Kenan Işık ile Cüneyt Gökçer, 1980-1981 sezonunda “Kral Lear”de.
53 yaşında gelen şöhret
1996’da İstanbul Şehir Tiyatroları’na genel sanat yönetmeni oluyor, dört yıl kalıyor görevde. Bu süreçte çok sevdiği Ahmet Hamdi Tanpınar’dan oyunlaştırdığı “Huzur” ve Şeyh Galib’in “Aşk Hastası” oyunlarını sahneye koyuyor. Son oyunları oluyor bunlar. Buradan doğruca ekranlara transfer olarak 2000 yılında hayatı boyunca talip olmadığı şöhrete kavuşuyor. Dünyanın 90 ülkesinde yayınlanan “Kim Beş Yüz Milyar İster?”in sunucusu olarak...

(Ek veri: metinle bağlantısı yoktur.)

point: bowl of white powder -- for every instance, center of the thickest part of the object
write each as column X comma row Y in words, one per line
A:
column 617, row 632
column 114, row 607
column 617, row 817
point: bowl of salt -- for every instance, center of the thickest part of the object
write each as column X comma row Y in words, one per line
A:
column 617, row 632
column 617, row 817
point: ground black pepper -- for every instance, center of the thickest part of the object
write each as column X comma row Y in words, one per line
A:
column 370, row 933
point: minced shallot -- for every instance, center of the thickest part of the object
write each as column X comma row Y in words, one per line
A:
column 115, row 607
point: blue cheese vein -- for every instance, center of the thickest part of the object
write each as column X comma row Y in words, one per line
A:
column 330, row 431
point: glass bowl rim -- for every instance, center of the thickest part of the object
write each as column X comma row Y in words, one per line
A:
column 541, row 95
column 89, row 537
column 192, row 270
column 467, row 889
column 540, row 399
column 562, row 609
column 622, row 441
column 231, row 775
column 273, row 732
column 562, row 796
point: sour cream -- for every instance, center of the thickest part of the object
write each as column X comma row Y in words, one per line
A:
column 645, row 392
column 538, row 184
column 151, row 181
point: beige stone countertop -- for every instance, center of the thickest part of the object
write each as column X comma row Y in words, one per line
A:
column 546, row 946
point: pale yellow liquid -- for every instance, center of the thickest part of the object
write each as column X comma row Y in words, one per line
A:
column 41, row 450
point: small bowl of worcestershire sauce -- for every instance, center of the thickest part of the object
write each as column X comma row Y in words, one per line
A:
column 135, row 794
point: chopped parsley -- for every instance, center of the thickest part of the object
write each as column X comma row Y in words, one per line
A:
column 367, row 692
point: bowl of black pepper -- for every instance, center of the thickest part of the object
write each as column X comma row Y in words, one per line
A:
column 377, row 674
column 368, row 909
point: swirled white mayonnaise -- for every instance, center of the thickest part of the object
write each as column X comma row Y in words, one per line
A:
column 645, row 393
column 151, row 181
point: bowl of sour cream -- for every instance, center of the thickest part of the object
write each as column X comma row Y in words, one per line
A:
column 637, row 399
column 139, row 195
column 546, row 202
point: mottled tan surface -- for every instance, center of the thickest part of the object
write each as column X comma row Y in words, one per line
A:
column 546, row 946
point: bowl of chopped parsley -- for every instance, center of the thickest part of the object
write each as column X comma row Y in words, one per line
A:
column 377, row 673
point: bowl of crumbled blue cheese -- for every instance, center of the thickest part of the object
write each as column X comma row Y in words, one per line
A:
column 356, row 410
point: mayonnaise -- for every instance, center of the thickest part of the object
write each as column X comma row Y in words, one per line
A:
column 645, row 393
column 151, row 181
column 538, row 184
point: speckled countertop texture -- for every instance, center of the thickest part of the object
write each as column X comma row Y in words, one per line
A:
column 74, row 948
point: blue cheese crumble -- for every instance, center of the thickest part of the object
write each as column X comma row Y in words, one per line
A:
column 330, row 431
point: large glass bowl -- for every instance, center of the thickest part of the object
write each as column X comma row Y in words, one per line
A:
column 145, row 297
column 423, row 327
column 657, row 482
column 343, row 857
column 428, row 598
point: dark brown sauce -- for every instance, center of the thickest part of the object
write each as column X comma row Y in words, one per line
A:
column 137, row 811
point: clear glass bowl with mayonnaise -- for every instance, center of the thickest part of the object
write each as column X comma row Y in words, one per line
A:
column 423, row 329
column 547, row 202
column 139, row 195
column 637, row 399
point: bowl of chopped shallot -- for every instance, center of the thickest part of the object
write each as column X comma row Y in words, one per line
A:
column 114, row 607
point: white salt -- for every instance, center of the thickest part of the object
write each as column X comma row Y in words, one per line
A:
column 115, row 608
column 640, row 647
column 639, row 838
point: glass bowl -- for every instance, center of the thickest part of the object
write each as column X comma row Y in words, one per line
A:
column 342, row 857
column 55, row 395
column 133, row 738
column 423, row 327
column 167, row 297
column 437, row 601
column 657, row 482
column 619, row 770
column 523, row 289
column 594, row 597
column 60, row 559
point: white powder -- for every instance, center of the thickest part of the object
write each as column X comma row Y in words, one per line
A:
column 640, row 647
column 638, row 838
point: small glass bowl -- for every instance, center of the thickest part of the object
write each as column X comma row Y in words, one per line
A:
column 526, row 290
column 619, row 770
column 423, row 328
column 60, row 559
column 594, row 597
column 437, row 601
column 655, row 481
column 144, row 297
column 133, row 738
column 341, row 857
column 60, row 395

İzleyicinin büyük çoğunluğu ne iş yaptığını bilmiyor Kenan Işık’ın. Adeta 53 yaşında gökten zembille inmiş ve bir günde ünlü olmuş. İki çocuklu bir aile babası olarak televizyon işlerini ekonomik sebeplerle yaptığını söylese de yarışma sunuculuğu onun için dikilmiş bir elbise gibi oturuyor üstüne. Elini çenesine koyup yarışmacının gözbebeklerinin içine bakışıyla toplumun güven sembolüne dönüşüyor.
Arada Gülben Ergen ile “Dadı” dizisinde oynuyor, köşe yazıları yazıyor, şiir kasetleri, radyo programları, hatta haber sunuculuğu yapıyor. Adıyla özdeşleşen yarışmadan ise hiçbir zaman kopmuyor. Yarışmanın adı değişiyor, kanalı değişiyor, Kenan Işık hep sunucu koltuğunda. 2000-2007 arasında Show TV ve Kanal D, 2011’den sonra atv ekranlarından soruyor: “Son kararınız mı?”
2014 21 Mart’ında sauna çıkışında beyin kanaması geçiren Kenan Işık, 10 senedir komadaydı. Zaman zaman sağlık durumuyla ilgili gelen ‘iyi haberler’ heyecan yarattı, gözden uzak olsa da unutulmadı, hep bir umut beklendi. Ekranlardan gelip geçmiş en karizmatik, en nazik sunucuydu, seyirciyle kurduğu sıcak ama mesafeli, mutlaka saygılı ilişki çok özeldi. Ama hepsinden önce tiyatroya sevdalı bir ömre veda ettik, 29 Temmuz 2024’te. Uzun bir ekran molası vermiş olsa da, daha yazacağı, sahneleyeceği çok oyun, söyleyeceği çok cümle vardı.
“Makamlarda gözüm yok”
1996-2000 yılları arasında İstanbul Şehir Tiyatroları’nda genel sanat yönetmenliği yapan Kenan Işık, 2007’de Kültür Bakanı Atilla Koç’un danışmanı oldu. “Birlik ve grup olmayınca, tek başına insan bir şey değiştiremez” diyordu bu görevle ilgili; “Bir şey değiştirebilecek mevkiler ve makamlar vardır ama o makamlarda benim gözüm yok. Ben öncelikle sanatçıyım. Sanatla, sanatçılarla bakanlık arasında bir köprü oluşturmak gerek. Bu konuda elimden geleni yapacağım.” 19 Kasım 2007’de İBB Başkanı Kadir Topbaş’ın sanat danışmanlığına getirilen Işık, 2012 yılında İstanbul Şehir Tiyatroları’nda kendisinden habersiz yapılan yönetmelik değişikliği üzerine görevden istifa etti.